The changing levels of things like the ship's hull, supplies, and the ready state of cannons are tracked by the players. There are 7 jobs in total, each with a specific board. If there are less than 7 players, then some will carry out multiple jobs. Each role is simply a matter of tracking elements, and the choices are generally controlled by the player making the choice on the storyboard.
Each player also has their own Pirate playsheet. Each playsheet is a unique experience, which details a constellation that fills up as players get skills, along with a backstory and emerging story. At the start of the game, players are required to fill in some blank sections with word prompts. Like the Assassin Pirate’s special move or signature weapon, which I chose Flim-Flam and Trout-Harpoon. These then fill in some blanks on your pirate’s backstory, and also parts of the narrative emerging during gameplay.
Each pirate board also has a list of skills, which all start at zero. As the game progresses, players will be able to fill in skill boxes, which add 1 to dice rolls for those tests. So if your pirate has 2 in Swagger, they will get to add 2 to any Swagger test. Tests are a simple matter of rolling a 12-sided dice and comparing the number rolled to the information on the storyboard.
As players are filling in skill boxes, some are marked with stars, when these are filled in, the player is then also allowed to fill in a box on their constellation. As the boxes on the constellation fill up, players unlock narrative elements, and the player with the most unlocked narrative elements at the end of the scenario wins.
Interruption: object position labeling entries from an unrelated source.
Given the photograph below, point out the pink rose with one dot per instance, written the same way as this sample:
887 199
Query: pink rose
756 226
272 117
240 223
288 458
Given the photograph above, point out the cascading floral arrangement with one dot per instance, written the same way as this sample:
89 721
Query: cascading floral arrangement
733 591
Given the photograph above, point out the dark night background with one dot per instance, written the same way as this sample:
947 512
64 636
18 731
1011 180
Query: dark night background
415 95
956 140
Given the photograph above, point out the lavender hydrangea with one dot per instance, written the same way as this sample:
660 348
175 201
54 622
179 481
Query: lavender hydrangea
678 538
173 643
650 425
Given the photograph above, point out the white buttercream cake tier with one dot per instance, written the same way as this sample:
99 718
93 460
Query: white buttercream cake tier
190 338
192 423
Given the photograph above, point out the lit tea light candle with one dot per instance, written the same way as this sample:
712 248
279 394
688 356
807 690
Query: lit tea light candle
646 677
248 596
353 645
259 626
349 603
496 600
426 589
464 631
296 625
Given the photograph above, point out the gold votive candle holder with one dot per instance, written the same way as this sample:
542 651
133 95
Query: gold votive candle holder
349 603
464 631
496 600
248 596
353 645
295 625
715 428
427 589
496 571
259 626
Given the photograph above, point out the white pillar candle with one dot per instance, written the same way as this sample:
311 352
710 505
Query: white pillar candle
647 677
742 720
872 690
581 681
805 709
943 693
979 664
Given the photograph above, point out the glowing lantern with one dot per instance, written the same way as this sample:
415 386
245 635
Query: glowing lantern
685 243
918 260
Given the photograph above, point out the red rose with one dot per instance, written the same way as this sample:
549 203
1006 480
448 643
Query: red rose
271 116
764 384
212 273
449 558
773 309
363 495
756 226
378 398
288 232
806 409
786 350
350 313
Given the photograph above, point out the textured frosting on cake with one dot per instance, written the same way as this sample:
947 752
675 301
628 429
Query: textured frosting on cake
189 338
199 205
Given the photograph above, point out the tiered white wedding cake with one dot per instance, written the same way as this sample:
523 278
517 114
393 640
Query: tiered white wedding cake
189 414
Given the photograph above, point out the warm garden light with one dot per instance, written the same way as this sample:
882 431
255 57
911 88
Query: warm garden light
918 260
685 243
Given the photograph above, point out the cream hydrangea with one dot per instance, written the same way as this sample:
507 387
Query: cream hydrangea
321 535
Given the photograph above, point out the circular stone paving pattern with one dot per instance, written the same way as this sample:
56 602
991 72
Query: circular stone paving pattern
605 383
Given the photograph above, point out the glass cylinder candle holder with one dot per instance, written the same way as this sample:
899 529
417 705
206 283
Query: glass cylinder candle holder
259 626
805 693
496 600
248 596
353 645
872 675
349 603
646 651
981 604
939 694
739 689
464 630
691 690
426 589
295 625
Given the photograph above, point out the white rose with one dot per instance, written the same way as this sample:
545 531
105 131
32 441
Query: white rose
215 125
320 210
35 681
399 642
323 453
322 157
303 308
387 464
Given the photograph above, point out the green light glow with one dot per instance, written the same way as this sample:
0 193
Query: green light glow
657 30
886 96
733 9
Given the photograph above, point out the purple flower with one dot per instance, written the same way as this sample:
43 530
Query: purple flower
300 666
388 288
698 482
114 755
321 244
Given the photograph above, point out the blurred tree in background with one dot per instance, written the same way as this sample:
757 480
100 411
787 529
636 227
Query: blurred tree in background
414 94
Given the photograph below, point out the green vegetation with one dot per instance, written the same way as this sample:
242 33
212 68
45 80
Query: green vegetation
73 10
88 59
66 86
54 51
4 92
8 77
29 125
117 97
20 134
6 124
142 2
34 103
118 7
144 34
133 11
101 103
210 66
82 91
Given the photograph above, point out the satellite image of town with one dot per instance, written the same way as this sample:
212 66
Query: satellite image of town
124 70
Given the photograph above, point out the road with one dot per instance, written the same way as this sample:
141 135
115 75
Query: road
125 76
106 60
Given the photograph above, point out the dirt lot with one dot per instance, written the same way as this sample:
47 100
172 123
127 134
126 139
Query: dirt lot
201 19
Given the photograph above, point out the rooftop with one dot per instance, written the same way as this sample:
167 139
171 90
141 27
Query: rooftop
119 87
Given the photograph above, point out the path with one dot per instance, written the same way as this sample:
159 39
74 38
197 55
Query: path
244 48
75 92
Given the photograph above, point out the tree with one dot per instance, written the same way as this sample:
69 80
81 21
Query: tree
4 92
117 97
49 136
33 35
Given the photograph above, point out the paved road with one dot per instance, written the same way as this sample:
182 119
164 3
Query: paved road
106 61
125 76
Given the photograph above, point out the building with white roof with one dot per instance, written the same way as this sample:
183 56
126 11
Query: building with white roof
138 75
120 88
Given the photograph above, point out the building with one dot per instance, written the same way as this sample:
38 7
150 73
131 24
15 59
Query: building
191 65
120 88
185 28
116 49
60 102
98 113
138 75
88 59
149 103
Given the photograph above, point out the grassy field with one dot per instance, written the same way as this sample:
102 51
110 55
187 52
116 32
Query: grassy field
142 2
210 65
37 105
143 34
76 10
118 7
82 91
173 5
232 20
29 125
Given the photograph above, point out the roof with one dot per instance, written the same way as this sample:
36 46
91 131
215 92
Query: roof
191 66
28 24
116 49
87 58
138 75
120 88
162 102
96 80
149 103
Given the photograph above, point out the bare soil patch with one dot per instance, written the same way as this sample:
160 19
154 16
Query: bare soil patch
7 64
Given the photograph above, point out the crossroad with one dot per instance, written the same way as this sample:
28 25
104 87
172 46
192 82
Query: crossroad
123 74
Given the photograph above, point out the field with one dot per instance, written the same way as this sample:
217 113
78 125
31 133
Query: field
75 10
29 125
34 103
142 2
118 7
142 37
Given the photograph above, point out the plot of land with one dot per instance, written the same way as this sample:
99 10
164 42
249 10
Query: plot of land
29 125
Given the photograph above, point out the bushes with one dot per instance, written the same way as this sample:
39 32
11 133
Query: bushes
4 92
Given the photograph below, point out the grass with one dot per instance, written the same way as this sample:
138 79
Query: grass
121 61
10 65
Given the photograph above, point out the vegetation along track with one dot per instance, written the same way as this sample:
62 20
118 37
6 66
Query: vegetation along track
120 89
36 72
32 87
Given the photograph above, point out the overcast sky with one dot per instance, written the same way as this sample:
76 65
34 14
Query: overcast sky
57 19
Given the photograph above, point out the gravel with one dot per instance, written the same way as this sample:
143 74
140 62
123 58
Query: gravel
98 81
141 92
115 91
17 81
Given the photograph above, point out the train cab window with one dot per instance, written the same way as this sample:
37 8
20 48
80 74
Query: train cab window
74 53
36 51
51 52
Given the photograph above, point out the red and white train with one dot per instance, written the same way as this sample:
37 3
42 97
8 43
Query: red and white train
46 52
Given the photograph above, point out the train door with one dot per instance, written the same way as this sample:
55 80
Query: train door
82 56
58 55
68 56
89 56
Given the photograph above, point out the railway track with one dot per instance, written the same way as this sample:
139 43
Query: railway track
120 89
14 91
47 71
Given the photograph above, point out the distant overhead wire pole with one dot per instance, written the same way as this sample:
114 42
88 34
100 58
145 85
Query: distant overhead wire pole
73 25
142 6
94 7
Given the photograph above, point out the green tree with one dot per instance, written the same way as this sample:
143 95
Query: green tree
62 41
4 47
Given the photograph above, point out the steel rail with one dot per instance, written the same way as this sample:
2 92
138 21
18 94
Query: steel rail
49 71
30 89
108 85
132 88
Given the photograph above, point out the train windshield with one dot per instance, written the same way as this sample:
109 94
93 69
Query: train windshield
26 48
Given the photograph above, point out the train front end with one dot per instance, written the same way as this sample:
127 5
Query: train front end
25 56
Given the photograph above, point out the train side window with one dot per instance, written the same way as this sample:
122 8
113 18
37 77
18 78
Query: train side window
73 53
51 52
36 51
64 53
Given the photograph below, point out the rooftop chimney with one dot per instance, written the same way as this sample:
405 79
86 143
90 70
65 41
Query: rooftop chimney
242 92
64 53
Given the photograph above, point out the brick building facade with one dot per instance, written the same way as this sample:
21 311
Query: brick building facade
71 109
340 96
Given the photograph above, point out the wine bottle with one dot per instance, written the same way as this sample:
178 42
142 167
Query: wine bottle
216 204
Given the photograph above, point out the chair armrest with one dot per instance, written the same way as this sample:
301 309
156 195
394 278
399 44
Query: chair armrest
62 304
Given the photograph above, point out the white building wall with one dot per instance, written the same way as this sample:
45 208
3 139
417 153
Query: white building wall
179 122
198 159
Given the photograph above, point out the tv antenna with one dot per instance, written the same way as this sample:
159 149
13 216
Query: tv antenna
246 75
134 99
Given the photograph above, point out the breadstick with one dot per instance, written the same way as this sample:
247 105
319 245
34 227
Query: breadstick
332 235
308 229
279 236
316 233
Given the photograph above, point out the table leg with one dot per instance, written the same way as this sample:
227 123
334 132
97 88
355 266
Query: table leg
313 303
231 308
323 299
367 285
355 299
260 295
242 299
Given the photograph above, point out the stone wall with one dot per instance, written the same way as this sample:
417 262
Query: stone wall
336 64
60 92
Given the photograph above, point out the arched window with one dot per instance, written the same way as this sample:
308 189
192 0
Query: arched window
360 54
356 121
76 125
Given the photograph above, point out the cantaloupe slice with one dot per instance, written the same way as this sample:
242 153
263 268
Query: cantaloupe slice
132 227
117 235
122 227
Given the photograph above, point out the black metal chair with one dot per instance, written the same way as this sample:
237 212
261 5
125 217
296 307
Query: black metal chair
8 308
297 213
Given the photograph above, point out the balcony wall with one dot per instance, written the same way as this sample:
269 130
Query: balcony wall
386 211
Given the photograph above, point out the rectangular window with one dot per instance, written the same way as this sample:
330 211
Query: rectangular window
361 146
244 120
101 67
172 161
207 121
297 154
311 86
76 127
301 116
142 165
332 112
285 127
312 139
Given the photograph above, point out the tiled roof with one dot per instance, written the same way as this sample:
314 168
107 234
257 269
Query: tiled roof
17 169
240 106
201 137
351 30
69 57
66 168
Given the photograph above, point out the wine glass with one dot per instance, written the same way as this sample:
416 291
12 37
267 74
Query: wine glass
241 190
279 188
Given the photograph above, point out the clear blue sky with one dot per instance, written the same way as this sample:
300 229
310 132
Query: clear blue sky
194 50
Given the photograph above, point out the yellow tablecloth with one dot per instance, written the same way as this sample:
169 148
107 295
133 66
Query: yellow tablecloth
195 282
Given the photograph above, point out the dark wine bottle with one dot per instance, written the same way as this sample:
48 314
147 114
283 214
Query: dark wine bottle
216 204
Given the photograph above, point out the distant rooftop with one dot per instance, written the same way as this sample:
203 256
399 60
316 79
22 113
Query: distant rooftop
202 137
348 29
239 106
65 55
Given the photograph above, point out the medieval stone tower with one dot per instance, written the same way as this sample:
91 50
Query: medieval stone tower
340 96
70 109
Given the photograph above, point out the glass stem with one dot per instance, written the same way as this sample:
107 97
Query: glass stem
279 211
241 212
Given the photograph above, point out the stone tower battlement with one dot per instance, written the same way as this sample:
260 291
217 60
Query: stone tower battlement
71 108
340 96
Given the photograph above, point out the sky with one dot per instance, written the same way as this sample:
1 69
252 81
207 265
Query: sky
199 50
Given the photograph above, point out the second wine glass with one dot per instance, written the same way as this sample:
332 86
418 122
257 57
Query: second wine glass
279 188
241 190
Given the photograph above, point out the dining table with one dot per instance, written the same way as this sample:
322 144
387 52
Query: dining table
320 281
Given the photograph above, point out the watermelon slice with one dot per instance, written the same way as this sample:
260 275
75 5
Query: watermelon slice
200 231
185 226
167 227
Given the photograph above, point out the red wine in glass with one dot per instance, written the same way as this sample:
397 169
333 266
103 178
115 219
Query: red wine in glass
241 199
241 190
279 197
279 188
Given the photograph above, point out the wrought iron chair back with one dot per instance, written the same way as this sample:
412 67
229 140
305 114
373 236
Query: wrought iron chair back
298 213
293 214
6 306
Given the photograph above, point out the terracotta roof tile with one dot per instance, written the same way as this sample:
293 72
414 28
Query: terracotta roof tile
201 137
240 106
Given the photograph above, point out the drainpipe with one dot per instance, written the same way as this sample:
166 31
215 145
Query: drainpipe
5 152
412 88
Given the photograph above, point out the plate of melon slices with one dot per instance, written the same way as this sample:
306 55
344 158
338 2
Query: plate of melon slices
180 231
But winning is only really part of the fun. The journey is the true joy for Forgotten Waters. Being part of the shared story and experience means that actually winning doesn’t mean a great deal. Scenarios can take a while, but they can be paused, packed away, and then picked up later. There are only 5 scenarios, so there might not be the same pull to play after you’ve played all 5, but the time investment for each scenario and the wonderful experience that it is overall makes it still worth it.
There is an element of roguish behavior during gameplay, with players able to steal treasure cards off each other with certain storyboard options, other treasure card abilities, and some story cards that are unlocked during the game. Treasure cards can give unique abilities or add to skill tests and can be discarded with the bury treasure option to fill in constellation boxes. This stealing element does feel good-natured but can be oppressive if everyone gangs up on a single player, so keeping the game lighthearted is down to the group as a whole. Not working as a team is straight-sailing to scenario failure.
The Bottom Line
Forgotten Waters is a truly awesome experience. It’s wacky and takes a while, so if you want a quick game with a serious nature, then this might not be for you. But those who want an awesome narrative with fast-flowing simple mechanics will find a lot to love. The first game set up can feel like there is a lot going on, but after a turn or 2, everything will flow extremely well and you will be able to simply enjoy the experience. It’s great with every player count, from 1 to 7 and while there is a limited number of story scenarios to play through, each one will take a while and give a huge return for the investment.
Get This Game If:
- You want an awesome narrative experience.
- You want a game that focuses on fun over rules depth.
- You love a pirate pun at every opportunity.
Avoid This Game If:
- You don't want an app controlling your game.
- You don't like fun.
The copy of Forgotten Waters used to produce this review was provided by Asmodee UK.